Kollar-Kotelly determined that this was a blanket ban in October 2017, and the nationwide injunctions from U.S. District Judge Marsha Pechman in Seattle and U.S. District Judge Jesus Bernal in Riverside, California, came on Dec. 11 and Dec. 22, respectively.
U.S. Solicitor General Noel Francisco contested the injunctions in identical petitions to the high court, saying the military needed immediate relief or else the previous policy would “remain in place for at least another year and likely well into 2020 — a period too long for the military to be forced to maintain a policy that it has determined, in its professional judgment, to be contrary to the nation’s interests.”
“In arriving at that new policy, Secretary Mattis and a panel of senior military leaders and other experts determined that the prior policy, adopted by Secretary Mattis’s predecessor, posed too great a risk to military effectiveness and lethality,” Francisco’s petitions both state. “As a result of the court’s nationwide preliminary injunction, however, the military has been forced to maintain that prior policy for nearly a year.”
In the Seattle case, lead plaintiff Ryan Karnoski is represented by Kirkland & Ellis attorney Stephen Ray Patton, as well as by Lambda Legal, Newman Du Wors and OutServe-SLDN.
Lambda Legal attorney Peter Renn expressed confidence that ongoing discovery in the case will expose the Mattis policy “for what it is: rank discrimination.”

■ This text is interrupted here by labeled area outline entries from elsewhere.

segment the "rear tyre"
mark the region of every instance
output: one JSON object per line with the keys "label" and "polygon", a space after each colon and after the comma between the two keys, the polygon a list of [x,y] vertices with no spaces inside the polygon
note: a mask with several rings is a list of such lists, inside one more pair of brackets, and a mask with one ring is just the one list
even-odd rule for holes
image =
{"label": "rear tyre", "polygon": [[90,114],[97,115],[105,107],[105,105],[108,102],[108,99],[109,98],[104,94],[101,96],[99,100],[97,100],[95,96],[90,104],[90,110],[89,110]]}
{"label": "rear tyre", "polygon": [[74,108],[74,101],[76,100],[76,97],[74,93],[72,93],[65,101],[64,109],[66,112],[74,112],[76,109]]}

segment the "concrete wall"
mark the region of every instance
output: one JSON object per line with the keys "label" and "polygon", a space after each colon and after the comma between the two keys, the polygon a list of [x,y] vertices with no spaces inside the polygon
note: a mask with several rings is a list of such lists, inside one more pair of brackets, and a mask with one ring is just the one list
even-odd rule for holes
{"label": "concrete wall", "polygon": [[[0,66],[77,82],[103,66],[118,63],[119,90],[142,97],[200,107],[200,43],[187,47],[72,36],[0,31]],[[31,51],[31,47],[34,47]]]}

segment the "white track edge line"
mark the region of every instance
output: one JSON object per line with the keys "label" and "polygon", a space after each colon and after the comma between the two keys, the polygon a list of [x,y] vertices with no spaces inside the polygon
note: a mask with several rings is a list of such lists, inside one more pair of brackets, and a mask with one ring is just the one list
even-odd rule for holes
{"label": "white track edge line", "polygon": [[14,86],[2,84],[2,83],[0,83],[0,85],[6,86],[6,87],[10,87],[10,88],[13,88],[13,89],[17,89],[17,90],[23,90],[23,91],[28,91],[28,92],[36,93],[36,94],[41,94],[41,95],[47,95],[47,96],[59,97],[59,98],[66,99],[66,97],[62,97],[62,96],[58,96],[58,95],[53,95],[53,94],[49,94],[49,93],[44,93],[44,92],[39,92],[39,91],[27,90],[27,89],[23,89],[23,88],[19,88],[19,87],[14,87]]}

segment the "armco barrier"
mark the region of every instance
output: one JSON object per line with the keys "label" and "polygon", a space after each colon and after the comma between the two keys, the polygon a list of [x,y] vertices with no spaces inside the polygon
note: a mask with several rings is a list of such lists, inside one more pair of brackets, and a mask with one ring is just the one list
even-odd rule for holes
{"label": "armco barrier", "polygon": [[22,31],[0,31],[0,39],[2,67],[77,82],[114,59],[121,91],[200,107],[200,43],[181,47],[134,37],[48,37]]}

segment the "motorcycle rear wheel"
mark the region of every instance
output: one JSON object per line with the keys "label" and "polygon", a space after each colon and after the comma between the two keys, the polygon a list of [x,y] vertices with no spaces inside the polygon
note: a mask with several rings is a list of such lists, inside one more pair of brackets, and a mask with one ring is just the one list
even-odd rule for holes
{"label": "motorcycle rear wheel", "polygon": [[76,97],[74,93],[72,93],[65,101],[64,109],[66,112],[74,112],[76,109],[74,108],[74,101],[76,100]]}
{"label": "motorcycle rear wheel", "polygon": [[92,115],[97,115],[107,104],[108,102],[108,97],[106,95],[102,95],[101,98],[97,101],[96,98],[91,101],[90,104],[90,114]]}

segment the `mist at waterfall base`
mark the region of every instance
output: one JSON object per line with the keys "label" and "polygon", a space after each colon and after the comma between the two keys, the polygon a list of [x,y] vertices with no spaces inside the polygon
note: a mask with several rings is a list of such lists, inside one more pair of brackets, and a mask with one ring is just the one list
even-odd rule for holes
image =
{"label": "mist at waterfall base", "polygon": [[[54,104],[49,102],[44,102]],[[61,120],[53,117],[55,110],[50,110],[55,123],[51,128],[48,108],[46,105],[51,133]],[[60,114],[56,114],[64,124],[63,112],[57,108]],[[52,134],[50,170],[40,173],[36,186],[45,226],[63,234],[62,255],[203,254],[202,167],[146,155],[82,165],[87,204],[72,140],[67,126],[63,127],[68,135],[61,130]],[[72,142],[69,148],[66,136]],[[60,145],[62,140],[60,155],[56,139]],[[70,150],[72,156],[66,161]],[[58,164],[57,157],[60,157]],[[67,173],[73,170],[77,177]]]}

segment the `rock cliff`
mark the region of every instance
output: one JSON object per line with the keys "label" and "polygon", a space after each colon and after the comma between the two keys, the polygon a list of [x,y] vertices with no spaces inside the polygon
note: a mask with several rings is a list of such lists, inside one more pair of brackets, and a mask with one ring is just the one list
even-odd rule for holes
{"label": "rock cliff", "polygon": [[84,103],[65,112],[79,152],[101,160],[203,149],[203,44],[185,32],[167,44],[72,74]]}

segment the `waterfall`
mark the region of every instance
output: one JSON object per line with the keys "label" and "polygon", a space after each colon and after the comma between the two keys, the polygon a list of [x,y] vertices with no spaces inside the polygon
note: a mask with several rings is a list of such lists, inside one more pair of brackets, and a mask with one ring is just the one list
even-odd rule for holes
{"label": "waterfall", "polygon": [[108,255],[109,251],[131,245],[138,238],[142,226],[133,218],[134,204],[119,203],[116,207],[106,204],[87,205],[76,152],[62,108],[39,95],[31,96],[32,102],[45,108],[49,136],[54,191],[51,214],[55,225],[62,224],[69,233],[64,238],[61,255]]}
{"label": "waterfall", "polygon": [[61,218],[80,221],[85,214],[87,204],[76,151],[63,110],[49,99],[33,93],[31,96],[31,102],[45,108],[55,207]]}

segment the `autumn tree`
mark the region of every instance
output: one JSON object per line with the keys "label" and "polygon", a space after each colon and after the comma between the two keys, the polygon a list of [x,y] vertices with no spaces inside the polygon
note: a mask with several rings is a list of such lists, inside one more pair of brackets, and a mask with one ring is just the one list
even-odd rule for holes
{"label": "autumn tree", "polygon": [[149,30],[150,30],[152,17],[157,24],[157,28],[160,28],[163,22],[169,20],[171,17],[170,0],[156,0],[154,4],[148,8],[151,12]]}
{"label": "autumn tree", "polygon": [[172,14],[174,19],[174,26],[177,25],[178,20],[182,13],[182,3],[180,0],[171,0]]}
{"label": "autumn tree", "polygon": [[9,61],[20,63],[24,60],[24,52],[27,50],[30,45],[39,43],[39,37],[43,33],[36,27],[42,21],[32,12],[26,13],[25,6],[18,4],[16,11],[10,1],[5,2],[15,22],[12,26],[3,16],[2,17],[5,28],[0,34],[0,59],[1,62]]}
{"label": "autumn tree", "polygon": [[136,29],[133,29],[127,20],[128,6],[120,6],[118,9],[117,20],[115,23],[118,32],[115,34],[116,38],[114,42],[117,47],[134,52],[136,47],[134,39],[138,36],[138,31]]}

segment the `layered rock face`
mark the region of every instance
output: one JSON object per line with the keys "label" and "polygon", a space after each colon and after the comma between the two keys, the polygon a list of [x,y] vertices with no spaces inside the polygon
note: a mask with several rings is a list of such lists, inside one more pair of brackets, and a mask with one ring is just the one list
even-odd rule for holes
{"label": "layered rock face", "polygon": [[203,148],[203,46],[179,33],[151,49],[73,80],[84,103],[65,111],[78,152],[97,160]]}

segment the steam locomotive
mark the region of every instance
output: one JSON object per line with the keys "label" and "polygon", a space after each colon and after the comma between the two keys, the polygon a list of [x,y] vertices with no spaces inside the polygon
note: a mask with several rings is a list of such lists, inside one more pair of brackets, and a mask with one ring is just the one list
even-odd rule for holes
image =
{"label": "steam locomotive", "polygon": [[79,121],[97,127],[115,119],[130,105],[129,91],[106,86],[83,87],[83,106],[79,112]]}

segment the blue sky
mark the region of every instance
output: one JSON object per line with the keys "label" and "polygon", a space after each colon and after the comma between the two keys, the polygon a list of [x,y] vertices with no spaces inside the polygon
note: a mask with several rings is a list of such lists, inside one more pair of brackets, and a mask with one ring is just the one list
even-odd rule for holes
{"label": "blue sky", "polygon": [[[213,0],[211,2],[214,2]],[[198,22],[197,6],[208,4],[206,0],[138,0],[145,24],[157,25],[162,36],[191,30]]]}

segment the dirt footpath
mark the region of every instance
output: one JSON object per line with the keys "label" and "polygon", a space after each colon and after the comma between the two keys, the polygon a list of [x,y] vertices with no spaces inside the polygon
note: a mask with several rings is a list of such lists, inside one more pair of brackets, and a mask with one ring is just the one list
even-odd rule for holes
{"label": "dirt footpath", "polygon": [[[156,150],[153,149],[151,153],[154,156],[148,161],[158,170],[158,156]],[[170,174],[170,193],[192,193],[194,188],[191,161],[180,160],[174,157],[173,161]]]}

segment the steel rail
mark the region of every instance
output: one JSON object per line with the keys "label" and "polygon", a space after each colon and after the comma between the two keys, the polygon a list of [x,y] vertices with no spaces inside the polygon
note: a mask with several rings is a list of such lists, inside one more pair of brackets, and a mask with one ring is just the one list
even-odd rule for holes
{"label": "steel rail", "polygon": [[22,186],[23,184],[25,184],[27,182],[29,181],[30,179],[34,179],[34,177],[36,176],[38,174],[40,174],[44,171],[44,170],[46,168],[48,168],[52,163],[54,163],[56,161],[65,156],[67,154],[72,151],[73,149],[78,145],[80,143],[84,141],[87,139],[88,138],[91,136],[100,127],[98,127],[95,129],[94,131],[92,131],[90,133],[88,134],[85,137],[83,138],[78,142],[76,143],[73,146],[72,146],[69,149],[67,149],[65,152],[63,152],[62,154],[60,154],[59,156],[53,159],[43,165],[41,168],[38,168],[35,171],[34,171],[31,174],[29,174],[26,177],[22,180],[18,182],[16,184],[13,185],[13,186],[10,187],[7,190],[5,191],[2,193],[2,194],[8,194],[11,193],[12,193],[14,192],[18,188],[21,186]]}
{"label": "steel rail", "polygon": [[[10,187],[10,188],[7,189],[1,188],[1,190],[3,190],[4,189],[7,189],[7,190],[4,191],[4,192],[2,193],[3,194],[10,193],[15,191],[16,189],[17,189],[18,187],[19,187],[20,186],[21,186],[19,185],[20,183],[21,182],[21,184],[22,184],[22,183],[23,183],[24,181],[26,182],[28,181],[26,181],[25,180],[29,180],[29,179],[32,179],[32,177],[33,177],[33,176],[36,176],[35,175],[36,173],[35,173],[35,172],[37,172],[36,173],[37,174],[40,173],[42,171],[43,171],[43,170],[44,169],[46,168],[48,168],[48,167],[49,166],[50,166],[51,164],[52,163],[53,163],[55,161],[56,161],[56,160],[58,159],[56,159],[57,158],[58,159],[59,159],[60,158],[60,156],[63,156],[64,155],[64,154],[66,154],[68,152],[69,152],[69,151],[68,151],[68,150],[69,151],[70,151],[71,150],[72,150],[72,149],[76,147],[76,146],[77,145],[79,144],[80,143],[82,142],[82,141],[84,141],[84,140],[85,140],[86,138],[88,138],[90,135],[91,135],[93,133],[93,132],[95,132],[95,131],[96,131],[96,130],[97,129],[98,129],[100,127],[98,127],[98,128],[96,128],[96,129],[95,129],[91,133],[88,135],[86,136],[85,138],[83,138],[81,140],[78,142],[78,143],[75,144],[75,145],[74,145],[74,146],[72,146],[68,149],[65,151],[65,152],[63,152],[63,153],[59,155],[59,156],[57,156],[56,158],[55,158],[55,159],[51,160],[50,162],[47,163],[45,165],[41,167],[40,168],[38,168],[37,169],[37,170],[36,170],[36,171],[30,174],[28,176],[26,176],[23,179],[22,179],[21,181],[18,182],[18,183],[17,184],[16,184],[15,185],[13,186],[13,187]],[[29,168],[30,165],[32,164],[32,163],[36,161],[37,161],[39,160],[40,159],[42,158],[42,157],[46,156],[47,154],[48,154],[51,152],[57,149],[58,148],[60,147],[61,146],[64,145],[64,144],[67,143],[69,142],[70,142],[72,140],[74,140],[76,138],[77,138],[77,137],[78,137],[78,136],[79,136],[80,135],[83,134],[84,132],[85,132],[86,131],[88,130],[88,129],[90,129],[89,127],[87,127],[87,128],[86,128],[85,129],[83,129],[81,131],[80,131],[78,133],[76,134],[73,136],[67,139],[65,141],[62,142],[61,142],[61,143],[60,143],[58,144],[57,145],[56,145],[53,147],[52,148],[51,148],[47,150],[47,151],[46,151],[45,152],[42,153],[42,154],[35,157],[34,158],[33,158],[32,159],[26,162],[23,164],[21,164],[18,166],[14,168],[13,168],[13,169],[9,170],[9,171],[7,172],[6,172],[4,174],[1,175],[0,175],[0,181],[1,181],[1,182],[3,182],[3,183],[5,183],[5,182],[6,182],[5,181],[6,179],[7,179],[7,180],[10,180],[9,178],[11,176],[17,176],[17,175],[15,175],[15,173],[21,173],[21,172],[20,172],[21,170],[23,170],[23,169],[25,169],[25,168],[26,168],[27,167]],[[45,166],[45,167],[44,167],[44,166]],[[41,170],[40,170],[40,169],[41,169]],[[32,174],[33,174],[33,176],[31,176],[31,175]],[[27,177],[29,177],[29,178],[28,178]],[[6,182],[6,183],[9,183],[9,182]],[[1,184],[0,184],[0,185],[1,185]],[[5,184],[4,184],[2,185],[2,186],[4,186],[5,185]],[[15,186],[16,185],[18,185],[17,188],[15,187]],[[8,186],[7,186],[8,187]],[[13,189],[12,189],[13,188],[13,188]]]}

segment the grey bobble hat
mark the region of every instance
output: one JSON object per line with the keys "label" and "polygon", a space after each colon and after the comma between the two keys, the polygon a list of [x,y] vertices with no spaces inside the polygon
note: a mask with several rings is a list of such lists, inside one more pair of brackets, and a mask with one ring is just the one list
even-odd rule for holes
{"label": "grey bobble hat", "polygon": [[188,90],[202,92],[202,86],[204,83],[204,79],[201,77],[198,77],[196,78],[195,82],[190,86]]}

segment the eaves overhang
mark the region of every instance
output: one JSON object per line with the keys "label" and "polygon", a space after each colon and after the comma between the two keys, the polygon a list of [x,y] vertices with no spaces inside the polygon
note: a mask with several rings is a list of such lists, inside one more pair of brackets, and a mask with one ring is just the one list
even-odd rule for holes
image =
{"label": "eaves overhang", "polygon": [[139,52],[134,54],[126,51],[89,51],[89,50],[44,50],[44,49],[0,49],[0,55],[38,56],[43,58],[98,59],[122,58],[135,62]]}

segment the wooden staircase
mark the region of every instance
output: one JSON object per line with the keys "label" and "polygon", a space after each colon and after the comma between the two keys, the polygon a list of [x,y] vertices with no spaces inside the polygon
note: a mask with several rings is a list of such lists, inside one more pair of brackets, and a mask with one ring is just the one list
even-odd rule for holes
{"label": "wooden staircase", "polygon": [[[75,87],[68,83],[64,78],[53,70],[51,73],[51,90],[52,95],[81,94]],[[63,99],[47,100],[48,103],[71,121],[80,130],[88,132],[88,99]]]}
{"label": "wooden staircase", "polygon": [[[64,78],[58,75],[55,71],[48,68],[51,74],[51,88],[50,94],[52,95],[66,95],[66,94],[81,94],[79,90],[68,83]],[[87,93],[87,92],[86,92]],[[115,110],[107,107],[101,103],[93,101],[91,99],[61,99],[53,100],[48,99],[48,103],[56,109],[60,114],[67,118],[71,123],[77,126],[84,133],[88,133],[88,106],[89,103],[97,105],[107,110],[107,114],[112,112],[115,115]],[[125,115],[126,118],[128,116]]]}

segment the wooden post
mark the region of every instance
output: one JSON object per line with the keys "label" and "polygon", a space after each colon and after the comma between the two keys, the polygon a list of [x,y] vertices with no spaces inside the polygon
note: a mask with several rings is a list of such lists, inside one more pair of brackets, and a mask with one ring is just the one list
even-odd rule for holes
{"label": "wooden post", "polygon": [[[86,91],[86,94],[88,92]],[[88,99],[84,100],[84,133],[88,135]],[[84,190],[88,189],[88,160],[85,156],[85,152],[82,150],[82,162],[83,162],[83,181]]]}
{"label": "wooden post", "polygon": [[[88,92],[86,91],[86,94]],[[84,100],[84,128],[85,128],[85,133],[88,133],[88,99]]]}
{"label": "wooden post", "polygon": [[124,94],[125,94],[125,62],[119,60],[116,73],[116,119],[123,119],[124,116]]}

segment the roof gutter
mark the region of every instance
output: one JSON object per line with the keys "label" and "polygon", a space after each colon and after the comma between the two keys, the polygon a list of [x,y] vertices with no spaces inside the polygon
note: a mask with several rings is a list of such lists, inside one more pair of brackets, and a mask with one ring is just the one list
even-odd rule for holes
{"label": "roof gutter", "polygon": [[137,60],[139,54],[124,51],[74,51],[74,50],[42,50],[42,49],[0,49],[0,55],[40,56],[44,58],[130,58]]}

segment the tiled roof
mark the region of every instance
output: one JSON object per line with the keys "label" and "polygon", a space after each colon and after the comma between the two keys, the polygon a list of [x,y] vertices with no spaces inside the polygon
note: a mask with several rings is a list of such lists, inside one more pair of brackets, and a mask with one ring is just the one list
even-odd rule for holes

“The decision to stay the preliminary injunctions is disappointing, because it lays the groundwork for the government to begin implementing President Trump’s dangerous and discriminatory ban to deprive the military of qualified transgender service members, but it’s also important to note that this decision is not a ruling on the merits of the constitutionality of the ban,” Renn said in an email this afternoon.
Latham & Watkins attorney J. Scott Ballenger represents the challengers in Riverside, who are led by Aiden Stockman.
WilmerHale attorney Paul Wolfson represents the D.C. challengers, led by Jane Doe 2.